DİDEM ÜRER: Hocam, İsrail Medyası Türkiye ve İsrail’le barış görüşmelerinin tıkandığına dair bir haber yaptı ve İsrail’in özür dilemesini ve tazminat ödemesinin yeterli görülmediği ve Türkiye’nin barışı zorlaştırdığını iddia ettiler. Bülent Arınç da “bu konudaki sorunun İsrail’in yaptığı hatayı bir hata olarak görmemesinden kaynaklandığını” söyledi.

ADNAN OKTAR: Bir kere İsrail’le birlikte hareket etmenin doğru olduğuna inanması gerekiyor Türkiye’nin. İttihad-ı İslam oluşturmada, müthiş bir zemin olur. İsrail, Türkiye ile ittifak etse, Mısır konusu da hemen hallolur, Mısır anında hizaya gelir derhal. Suriye anında hizaya gelir. Ama ikisinin bölünmüşlüğünden bölge bomboş hale geldi. Her tülü felaket yağıyor bölgeye. Türkiye kolaylaştırıcı bir üslupla, bu dostluğu bu ittifakı hemen oluşturması gerekir. Tazminat konusunda rahatça ikna edebiliriz, zaten konuşmuştuk. Ama İsrail çok dolambaçlı yollara girdi, halbuki pratik yollardan bunu halledebilirdi. Ben onlara pratik çözüm de gösterdim, bunlar dolambaçlı yolu tercih ediyorlar, o zaman işte böyle uzar. Özür dilemeye de çok zor ikna ettik. Defalarca gelip gittiler buraya, defalarca ısrar ettim, “gurur kırıcı bir şey değil bu” dedim, gayet normal. Küçük düşürücü bir şey de değil. “Onurdur özür dilemek çok güzel bir şey” dedim. İkna ettik ama bazı konularda kendi kafalarına göre hareket edince tıkanma oluyor. Halbuki söz dinleseler, çok güzel olacak, inşaAllah.

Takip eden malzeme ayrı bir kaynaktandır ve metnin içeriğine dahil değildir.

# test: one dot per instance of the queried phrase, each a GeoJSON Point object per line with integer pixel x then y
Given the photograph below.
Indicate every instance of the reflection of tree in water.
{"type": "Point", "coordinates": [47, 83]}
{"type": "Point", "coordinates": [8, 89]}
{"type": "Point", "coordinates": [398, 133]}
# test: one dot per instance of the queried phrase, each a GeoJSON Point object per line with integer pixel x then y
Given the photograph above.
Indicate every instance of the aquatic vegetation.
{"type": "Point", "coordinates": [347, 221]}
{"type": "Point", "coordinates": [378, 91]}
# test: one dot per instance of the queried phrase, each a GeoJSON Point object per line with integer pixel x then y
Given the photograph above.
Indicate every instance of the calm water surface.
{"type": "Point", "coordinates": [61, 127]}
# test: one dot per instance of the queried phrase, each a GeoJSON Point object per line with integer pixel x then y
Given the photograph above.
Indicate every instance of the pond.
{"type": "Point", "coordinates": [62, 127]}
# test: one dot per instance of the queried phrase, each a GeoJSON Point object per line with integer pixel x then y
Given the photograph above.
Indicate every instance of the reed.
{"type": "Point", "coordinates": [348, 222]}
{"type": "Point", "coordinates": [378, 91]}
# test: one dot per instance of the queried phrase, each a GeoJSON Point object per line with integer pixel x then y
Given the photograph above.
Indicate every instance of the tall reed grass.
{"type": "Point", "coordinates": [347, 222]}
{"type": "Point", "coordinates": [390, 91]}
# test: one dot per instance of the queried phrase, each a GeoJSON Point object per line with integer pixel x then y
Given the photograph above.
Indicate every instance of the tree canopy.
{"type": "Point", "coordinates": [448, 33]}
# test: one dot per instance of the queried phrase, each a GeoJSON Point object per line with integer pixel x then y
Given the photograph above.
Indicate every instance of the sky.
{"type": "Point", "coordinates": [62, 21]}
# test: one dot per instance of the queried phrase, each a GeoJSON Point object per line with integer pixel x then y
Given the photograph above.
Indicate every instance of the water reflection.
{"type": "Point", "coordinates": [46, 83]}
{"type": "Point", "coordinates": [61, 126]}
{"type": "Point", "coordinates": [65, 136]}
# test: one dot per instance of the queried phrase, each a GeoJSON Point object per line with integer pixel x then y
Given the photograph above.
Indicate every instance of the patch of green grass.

“Mavi Marmara konusu, İsrail özür dilemesi ve dokuz aileye tazminat ödemesiyle, Mavi Marmara olayı hakkında açılan davaların düşmesini istiyor. Mavi Marmara olayıyla ilgili İsrail ordu yetkilileri aleyhine açılan davalar var. Tüm yasal işlemlerin durdurulmasını talep ediyor.” Ben olacak olanları söyleyeyim. Özür dilediler, tamam bu güzel oldu, bayağı uğraştık özür dilemeleri için. Tazminat içinde söyledik. Yani bir kerede bunu yapabilirlerdi, çok uzattılar. Burada konuştuk halbuki. Davaların düşürülmesi, onu Başbakan yapamaz. Başbakan’ın yapabileceği bir şey değil. Başbakan hukuka nasıl müdahale etsin? Mahkemeye talimat mı verecek? Yapamaz öyle bir şey. Yani mahkeme yürür. Ben olurunu söylüyorum. Tazminatları ödesinler, bir bankaya yatırsınlar. Özür dilediler. "Ödenen paranın lütuf olarak verilmesini kabul etmiyor." Türkiye, tabii ki lütuf değil yani o tazminat. Diyet ödenmiş oluyor. Kuran'da var, Tevrat'ta da var. Diyet olarak ödenecek.